The news of Evil Corp switching to LockBit ransomware was broken in late May by Mandiant, who observed it in a number of attacks and theorized it was an attempt to evade U.S. Treasury Department Office of Foreign Assets Control (OFAC) sanctions levied against the group. One of the longest-tenured ransomware groups, Evil Corp has been active since 2007 and was previously known for its custom strains of ransomware such as BitPaymer, Hades, and WastedLocker. However, these signature ransomware strains have turned into a toxic asset since the group was sanctioned; victims now immediately know that they could be subject to heavy fines by OFAC if they go ahead with the payment.

This is not the first time Evil Corp has tried impersonating another ransomware group to take the heat off; it also “borrowed” the PayloadBin ransomware in a similar incident taking place in June of last year. Some researchers believe Evil Corp is impersonating other ransomware groups until it can develop an entirely new strain and undergo a complete rebrand.

LockBit ransomware gang not under sanctions, but remains a priority for law enforcement

While the LockBit ransomware group might fend off fears of sanctions with this move, it certainly will do nothing to ease international law enforcement scrutiny. Mandiant is one of the biggest names in cybersecurity, recently acquired by Google for $5.4 billion with the intention of integrating it into Google Cloud. The group has been active since 2019, and the FBI issued a warning about it in February of this year as it expanded its ability to target Linux systems and began a campaign to recruit corporate insiders with knowledge of RDP and VPN passwords.

This is also not the first time LockBit has made false claims; security researchers report a number of prior incidents in which the group announced the leak of files and then ended up not posting anything, including claims of a breach of sports apparel brand Northwave in 2020 and Bangkok Airways in 2021. Chris Olson, CEO of The Media Trust, advises caution in making any assumptions based on this spotty history: “ … this is a developing story which we should take with a grain of salt. In the past, LockBit has posted names on its website only to drop them without explanation – it has also stolen data from organizations through a third-party vendor while falsely claiming to have breached its victims directly.”

“LockBit acts on a ransomware-as-a-service (RaaS) model, meaning the actors who may have initiated this breach cannot be directly identified.

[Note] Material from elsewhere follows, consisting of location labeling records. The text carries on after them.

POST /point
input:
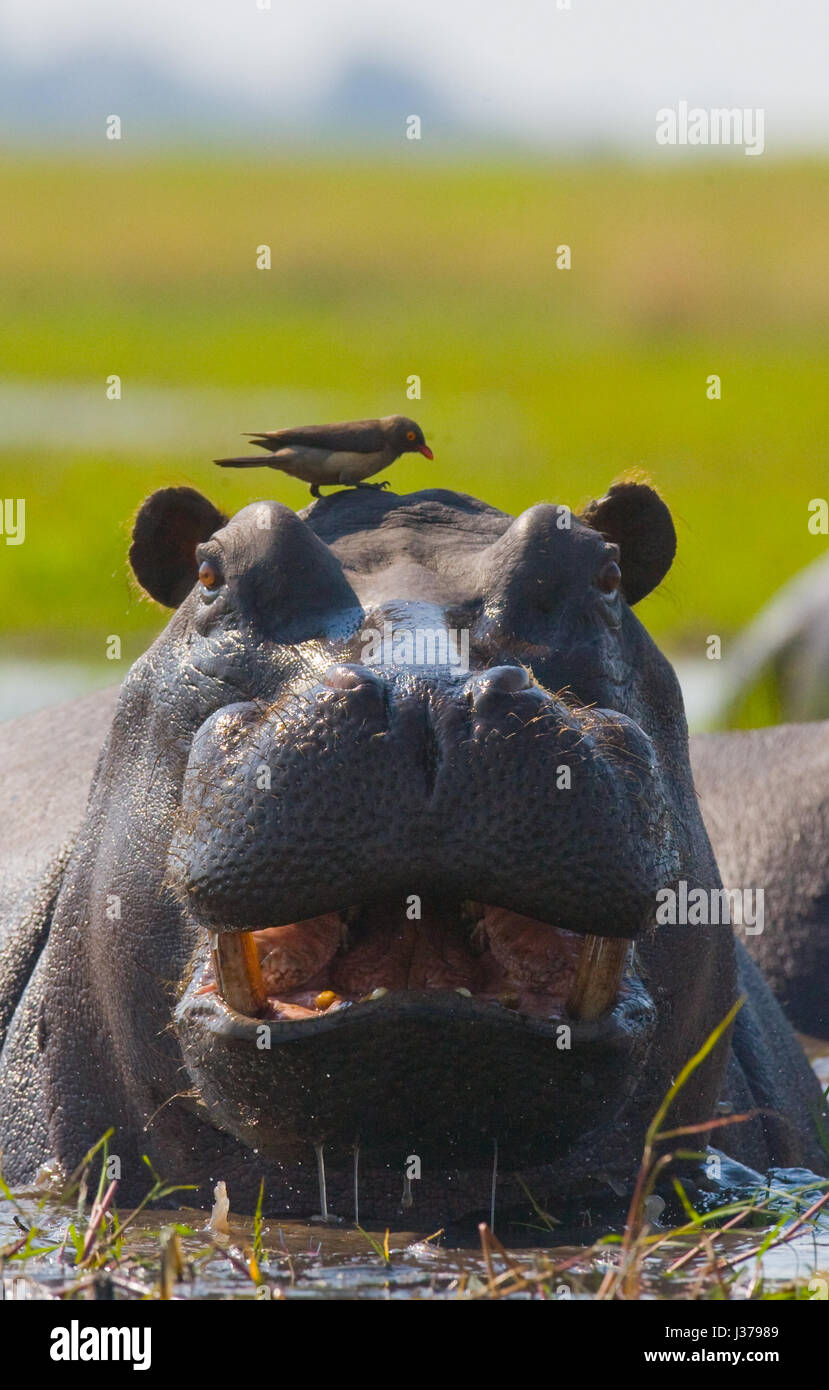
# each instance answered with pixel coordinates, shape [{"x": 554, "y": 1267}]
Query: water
[{"x": 185, "y": 1254}]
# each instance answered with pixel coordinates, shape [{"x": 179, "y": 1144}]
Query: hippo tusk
[
  {"x": 601, "y": 966},
  {"x": 238, "y": 972}
]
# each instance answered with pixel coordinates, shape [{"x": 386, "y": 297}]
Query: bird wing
[{"x": 349, "y": 435}]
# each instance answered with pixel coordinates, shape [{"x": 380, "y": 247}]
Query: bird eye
[
  {"x": 209, "y": 576},
  {"x": 608, "y": 577}
]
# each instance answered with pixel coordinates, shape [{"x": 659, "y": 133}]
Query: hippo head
[{"x": 399, "y": 784}]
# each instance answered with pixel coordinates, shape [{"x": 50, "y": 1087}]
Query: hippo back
[{"x": 764, "y": 794}]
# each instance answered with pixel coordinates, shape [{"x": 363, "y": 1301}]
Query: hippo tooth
[
  {"x": 598, "y": 976},
  {"x": 238, "y": 972}
]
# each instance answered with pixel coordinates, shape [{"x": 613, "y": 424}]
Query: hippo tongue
[{"x": 305, "y": 968}]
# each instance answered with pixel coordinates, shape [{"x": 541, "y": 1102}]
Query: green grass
[{"x": 537, "y": 382}]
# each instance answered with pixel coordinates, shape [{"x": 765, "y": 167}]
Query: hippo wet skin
[{"x": 313, "y": 895}]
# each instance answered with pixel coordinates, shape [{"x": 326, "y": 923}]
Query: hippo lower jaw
[
  {"x": 345, "y": 959},
  {"x": 466, "y": 1026}
]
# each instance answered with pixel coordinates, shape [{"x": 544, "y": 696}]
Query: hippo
[
  {"x": 358, "y": 875},
  {"x": 785, "y": 770}
]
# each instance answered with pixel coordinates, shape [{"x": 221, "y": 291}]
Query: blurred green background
[{"x": 536, "y": 382}]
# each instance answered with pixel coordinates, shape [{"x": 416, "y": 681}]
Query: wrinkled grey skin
[
  {"x": 764, "y": 797},
  {"x": 384, "y": 783}
]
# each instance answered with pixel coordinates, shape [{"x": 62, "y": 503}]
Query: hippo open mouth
[{"x": 341, "y": 959}]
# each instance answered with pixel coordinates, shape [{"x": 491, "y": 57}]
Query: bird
[{"x": 342, "y": 453}]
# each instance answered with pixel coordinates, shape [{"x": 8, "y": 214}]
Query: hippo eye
[
  {"x": 608, "y": 577},
  {"x": 209, "y": 576}
]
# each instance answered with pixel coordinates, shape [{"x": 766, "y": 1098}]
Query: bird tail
[
  {"x": 263, "y": 441},
  {"x": 242, "y": 463}
]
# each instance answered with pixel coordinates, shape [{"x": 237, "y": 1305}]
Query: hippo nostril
[
  {"x": 347, "y": 676},
  {"x": 501, "y": 680}
]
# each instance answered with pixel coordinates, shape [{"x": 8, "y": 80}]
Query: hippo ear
[
  {"x": 168, "y": 527},
  {"x": 634, "y": 517}
]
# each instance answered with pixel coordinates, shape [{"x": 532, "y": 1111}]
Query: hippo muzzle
[{"x": 408, "y": 883}]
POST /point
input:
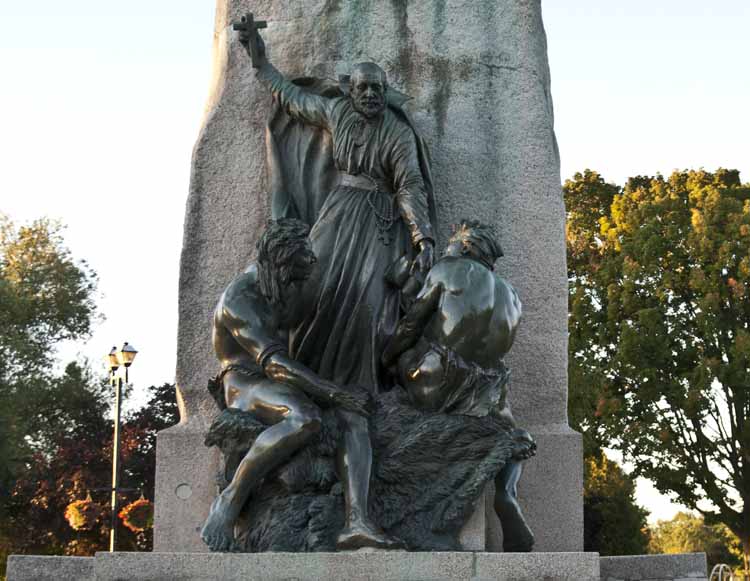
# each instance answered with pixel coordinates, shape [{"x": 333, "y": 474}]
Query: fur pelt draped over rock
[{"x": 429, "y": 472}]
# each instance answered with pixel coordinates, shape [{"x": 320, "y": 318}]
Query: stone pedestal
[
  {"x": 479, "y": 78},
  {"x": 392, "y": 566},
  {"x": 359, "y": 566}
]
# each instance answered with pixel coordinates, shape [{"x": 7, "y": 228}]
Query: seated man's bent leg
[
  {"x": 355, "y": 468},
  {"x": 293, "y": 420},
  {"x": 517, "y": 536}
]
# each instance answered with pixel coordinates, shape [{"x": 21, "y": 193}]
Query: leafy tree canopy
[
  {"x": 659, "y": 331},
  {"x": 688, "y": 533},
  {"x": 613, "y": 523},
  {"x": 46, "y": 297}
]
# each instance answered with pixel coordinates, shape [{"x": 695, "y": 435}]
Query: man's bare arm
[
  {"x": 283, "y": 369},
  {"x": 297, "y": 102},
  {"x": 410, "y": 328}
]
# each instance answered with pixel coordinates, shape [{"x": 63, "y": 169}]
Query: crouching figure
[{"x": 448, "y": 351}]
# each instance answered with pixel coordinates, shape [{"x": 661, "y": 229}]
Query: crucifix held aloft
[{"x": 248, "y": 28}]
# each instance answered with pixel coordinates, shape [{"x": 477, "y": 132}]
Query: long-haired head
[
  {"x": 280, "y": 248},
  {"x": 472, "y": 238}
]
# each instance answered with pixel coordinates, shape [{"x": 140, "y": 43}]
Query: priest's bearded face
[{"x": 367, "y": 89}]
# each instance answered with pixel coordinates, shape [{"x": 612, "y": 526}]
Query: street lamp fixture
[
  {"x": 126, "y": 355},
  {"x": 115, "y": 359}
]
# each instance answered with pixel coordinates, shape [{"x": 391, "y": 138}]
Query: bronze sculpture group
[{"x": 363, "y": 390}]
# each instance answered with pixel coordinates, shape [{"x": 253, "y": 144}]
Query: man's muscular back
[
  {"x": 256, "y": 324},
  {"x": 477, "y": 312}
]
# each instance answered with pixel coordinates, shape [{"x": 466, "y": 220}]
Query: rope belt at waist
[
  {"x": 383, "y": 220},
  {"x": 363, "y": 182}
]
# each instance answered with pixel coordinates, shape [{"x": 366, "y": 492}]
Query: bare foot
[
  {"x": 218, "y": 530},
  {"x": 366, "y": 535}
]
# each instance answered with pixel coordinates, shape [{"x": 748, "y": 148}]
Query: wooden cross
[{"x": 250, "y": 26}]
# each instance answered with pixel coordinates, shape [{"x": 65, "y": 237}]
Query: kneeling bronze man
[
  {"x": 250, "y": 337},
  {"x": 448, "y": 351}
]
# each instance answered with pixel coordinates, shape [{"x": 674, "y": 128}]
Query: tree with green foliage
[
  {"x": 689, "y": 533},
  {"x": 45, "y": 297},
  {"x": 613, "y": 523},
  {"x": 55, "y": 427},
  {"x": 660, "y": 332}
]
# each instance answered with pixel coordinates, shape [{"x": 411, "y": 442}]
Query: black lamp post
[{"x": 124, "y": 357}]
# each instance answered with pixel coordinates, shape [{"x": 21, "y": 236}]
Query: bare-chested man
[
  {"x": 449, "y": 349},
  {"x": 259, "y": 377}
]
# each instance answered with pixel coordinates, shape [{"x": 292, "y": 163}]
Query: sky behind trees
[{"x": 102, "y": 102}]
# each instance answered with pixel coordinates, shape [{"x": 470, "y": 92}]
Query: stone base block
[
  {"x": 369, "y": 566},
  {"x": 536, "y": 566},
  {"x": 683, "y": 567},
  {"x": 185, "y": 487},
  {"x": 43, "y": 568}
]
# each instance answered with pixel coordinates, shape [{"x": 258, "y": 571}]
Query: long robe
[{"x": 314, "y": 138}]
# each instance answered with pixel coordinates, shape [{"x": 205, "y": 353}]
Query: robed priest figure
[{"x": 351, "y": 165}]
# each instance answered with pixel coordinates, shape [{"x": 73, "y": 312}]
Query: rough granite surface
[
  {"x": 680, "y": 567},
  {"x": 44, "y": 568},
  {"x": 478, "y": 74}
]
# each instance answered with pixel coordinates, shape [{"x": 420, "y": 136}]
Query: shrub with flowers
[{"x": 82, "y": 515}]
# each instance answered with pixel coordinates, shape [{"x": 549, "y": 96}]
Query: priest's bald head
[{"x": 368, "y": 85}]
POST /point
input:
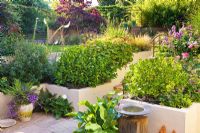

This could be a useful tactic for the enemies Mandiant has acquired since it first began operating at the frontlines of global cyberwarfare. In 2013, it implicated Chinese actors in cyber espionage – in 2020, it helped investigate Russian groups responsible for the SolarWinds hack,” Olson said.

LockBit #ransomware may have wanted to the hit the headlines following a Mandiant report linking them to Evil Corp, which would mean lost revenue due to US government sanctions. #cybersecurity #respectdataClick to Tweet

This does not mean that LockBit ransomware is not a legitimate threat to organizations even if the story is entirely made up, of course; the criminal outfit has a long history of verified breaches, including a recent attack on the French Ministry of Justice. It is one of the biggest ransomware-as-a-service outfits on the market, and in addition to the FBI warning the Department of Health and Human Services prepared a 30-page guide to the gang’s operations in September 2021.